A year ago, Aung San Suu Kyi's party took over the reins of the country as Myanmar's first elected government in half a century. Things haven't turned for the better for everyone since then. Verena Hölzl reports.
It's been a year since Aung San Suu Kyi's National League for Democracy (NLD) took over power from a military-backed regime in Myanmar, a development welcomed by the people with full of hopes and expectations.
The de-facto leader Aung San Suu Kyi, officially the state counselor, has managed to retain her popularity since taking office. Wherever she appears, all eyes are on her. The democracy icon still enchants all those who approach her.
"The Lady," who sacrificed her family and liberty in the struggle for democracy in her home country, is still regarded as the nation's savior.
But things have changed over the past year, as the NLD government has hardly any achievements to show so far.
"The glass is not half empty, but half full," says Aung Tun Htet. The economist is one of Suu Kyi's advisors. "There is still a lot to be done, but in view of the huge task facing us, we have come a long way," he told DW.
Many do not share this view. They point, for instance, to the unresolved dispute with rebels belonging to the Kachin minority in the northern part of the country. Myanmar's military and the rebels have been engaged in a conflict for decades.
The military, which took the initiative by itself in 2010 to launch democratization, cemented its power in the nation's constitution. As a result, Suu Kyi has had to find common ground with the generals to push through important reforms.
"This is far from easy," says Min Zin, whose think tank analyzes the relationship between the military and the civilian government.
Myanmar's ethnic minorities, which account for 40 percent of the population and fall victims of attacks by the military, are increasingly frustrated. And the peace process that Suu Kyi launched last summer has thus far come to naught.

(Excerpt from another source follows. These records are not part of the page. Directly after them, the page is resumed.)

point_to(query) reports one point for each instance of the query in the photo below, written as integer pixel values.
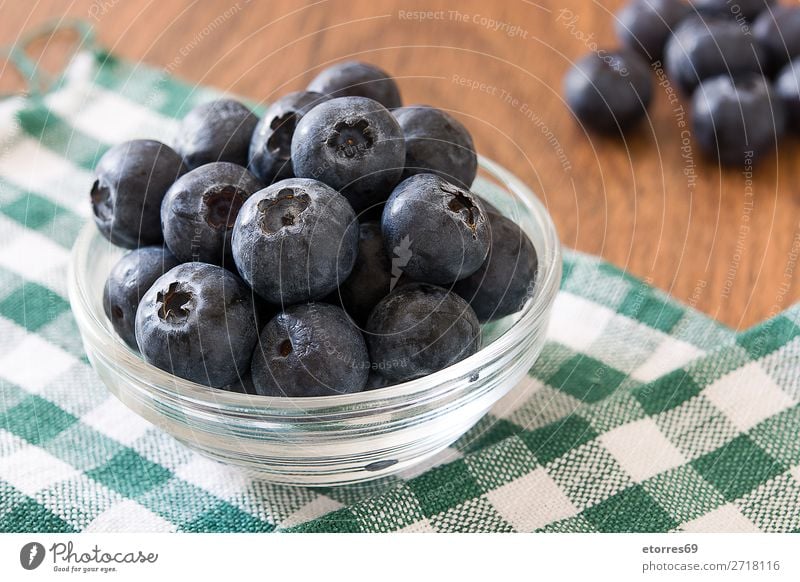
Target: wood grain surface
(723, 241)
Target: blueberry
(787, 87)
(130, 278)
(733, 117)
(609, 92)
(732, 9)
(354, 145)
(295, 240)
(198, 322)
(356, 79)
(419, 329)
(437, 143)
(645, 25)
(200, 209)
(702, 48)
(371, 277)
(271, 146)
(131, 180)
(217, 131)
(434, 231)
(778, 33)
(506, 279)
(311, 349)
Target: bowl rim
(131, 363)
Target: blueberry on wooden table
(312, 349)
(217, 131)
(611, 92)
(436, 231)
(357, 79)
(352, 144)
(506, 279)
(200, 209)
(198, 322)
(128, 280)
(437, 143)
(419, 329)
(131, 181)
(271, 144)
(295, 240)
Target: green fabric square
(586, 379)
(130, 474)
(552, 441)
(667, 392)
(32, 306)
(32, 211)
(630, 510)
(642, 305)
(30, 516)
(37, 421)
(737, 468)
(444, 487)
(767, 337)
(224, 517)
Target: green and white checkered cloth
(641, 414)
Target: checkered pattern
(641, 414)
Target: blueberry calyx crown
(279, 143)
(351, 139)
(174, 303)
(222, 206)
(283, 211)
(461, 202)
(101, 201)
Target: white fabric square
(747, 396)
(532, 501)
(670, 355)
(577, 322)
(724, 519)
(129, 517)
(114, 420)
(216, 478)
(641, 449)
(31, 469)
(34, 363)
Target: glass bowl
(328, 440)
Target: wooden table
(723, 241)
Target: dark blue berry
(271, 146)
(217, 131)
(506, 279)
(702, 48)
(645, 25)
(737, 119)
(435, 231)
(609, 92)
(200, 209)
(778, 33)
(419, 329)
(198, 322)
(437, 143)
(787, 88)
(295, 240)
(371, 277)
(356, 79)
(312, 349)
(354, 145)
(131, 180)
(130, 278)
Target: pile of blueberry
(738, 60)
(332, 246)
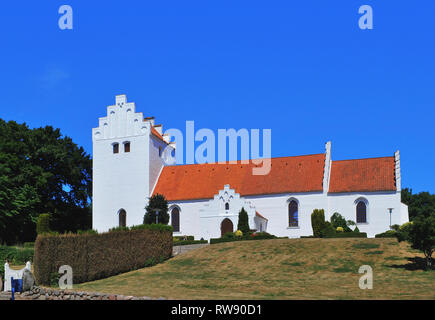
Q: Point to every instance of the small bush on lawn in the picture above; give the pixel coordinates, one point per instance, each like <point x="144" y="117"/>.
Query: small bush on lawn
<point x="317" y="222"/>
<point x="387" y="234"/>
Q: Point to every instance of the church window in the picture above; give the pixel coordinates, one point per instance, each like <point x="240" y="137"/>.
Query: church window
<point x="293" y="218"/>
<point x="175" y="219"/>
<point x="361" y="212"/>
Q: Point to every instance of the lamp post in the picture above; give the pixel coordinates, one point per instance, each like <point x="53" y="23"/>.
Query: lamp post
<point x="157" y="215"/>
<point x="390" y="210"/>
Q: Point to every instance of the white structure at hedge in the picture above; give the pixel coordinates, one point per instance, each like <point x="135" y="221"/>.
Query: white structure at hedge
<point x="205" y="199"/>
<point x="16" y="274"/>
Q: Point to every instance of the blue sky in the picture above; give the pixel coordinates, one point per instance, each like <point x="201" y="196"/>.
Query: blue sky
<point x="301" y="68"/>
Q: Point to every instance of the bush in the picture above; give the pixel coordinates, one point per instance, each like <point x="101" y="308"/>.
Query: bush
<point x="348" y="235"/>
<point x="96" y="256"/>
<point x="243" y="223"/>
<point x="317" y="221"/>
<point x="327" y="230"/>
<point x="338" y="221"/>
<point x="156" y="202"/>
<point x="43" y="223"/>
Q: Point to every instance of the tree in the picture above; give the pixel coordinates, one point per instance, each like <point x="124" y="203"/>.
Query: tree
<point x="243" y="223"/>
<point x="41" y="171"/>
<point x="422" y="203"/>
<point x="422" y="236"/>
<point x="158" y="203"/>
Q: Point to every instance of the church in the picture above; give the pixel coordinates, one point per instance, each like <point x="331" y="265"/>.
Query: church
<point x="205" y="199"/>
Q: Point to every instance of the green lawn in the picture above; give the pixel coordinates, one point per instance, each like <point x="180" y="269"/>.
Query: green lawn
<point x="280" y="269"/>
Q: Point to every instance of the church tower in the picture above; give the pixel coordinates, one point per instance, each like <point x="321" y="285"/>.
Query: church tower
<point x="127" y="162"/>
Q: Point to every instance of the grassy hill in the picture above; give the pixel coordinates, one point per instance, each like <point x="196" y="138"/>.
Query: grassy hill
<point x="281" y="269"/>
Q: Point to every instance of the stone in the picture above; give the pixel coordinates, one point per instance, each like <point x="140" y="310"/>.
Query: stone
<point x="28" y="280"/>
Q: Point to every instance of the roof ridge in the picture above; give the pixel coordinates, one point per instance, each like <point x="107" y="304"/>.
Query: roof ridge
<point x="238" y="162"/>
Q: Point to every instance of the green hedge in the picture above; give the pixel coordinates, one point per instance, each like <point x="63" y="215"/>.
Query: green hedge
<point x="96" y="256"/>
<point x="176" y="238"/>
<point x="255" y="236"/>
<point x="186" y="242"/>
<point x="348" y="235"/>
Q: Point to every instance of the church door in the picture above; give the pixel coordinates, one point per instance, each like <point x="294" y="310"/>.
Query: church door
<point x="226" y="226"/>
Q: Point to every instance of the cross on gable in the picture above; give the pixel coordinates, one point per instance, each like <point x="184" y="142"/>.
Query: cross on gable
<point x="121" y="100"/>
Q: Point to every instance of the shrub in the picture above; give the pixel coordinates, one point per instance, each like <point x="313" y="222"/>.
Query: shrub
<point x="338" y="221"/>
<point x="96" y="256"/>
<point x="158" y="203"/>
<point x="43" y="223"/>
<point x="243" y="223"/>
<point x="421" y="236"/>
<point x="317" y="221"/>
<point x="348" y="235"/>
<point x="387" y="234"/>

Another daunting challenge facing the government concerns the Rohingya in western Rakhine state.
Since October, at least 70,000 Muslim Rohingya people have fled the region to neighboring Bangladesh, according to the United Nations. The latest bout of violence was ignited by the killing of nine border police personnel by a militant Rohingya group.
The military then started a security operation against the militants. But soldiers have been accused of committing rape, murder and torture in Rohingya villages, prompting the UN to level accusations of "ethnic cleansing" and "crimes against humanity."
Last week, the UN Human Rights Council agreed to dispatch a fact-finding mission to ensure "full accountability for perpetrators and justice for victims."
But Myanmar's government has lashed out at the initiative and said it would only "inflame" the conflict.
Army chief Min Aung Hlaing was unambiguous in his criticism, warning the UN not to interfere in national matters.
Most people in Myanmar view the Rohingya as illegal immigrants from Bangladesh and pay little interest to their plight. That's why in Burmese social networks, people are more concerned with government restrictions on the upcoming water festival than with the far-reaching decision of the UN.
While the Nobel Peace Prize laureate is coming under increasing international pressure because of human rights violations in her country, she continues to enjoy great trust among the majority of the Burmese people.
The NLD's promises of democracy, the rule of law and development are so universal that it is difficult to assess their record, say experts. "It's only a year," says Taxi driver Than Aung. "We have to be patient." He is convinced that Suu Kyi is doing her best to fulfill her campaign pledges.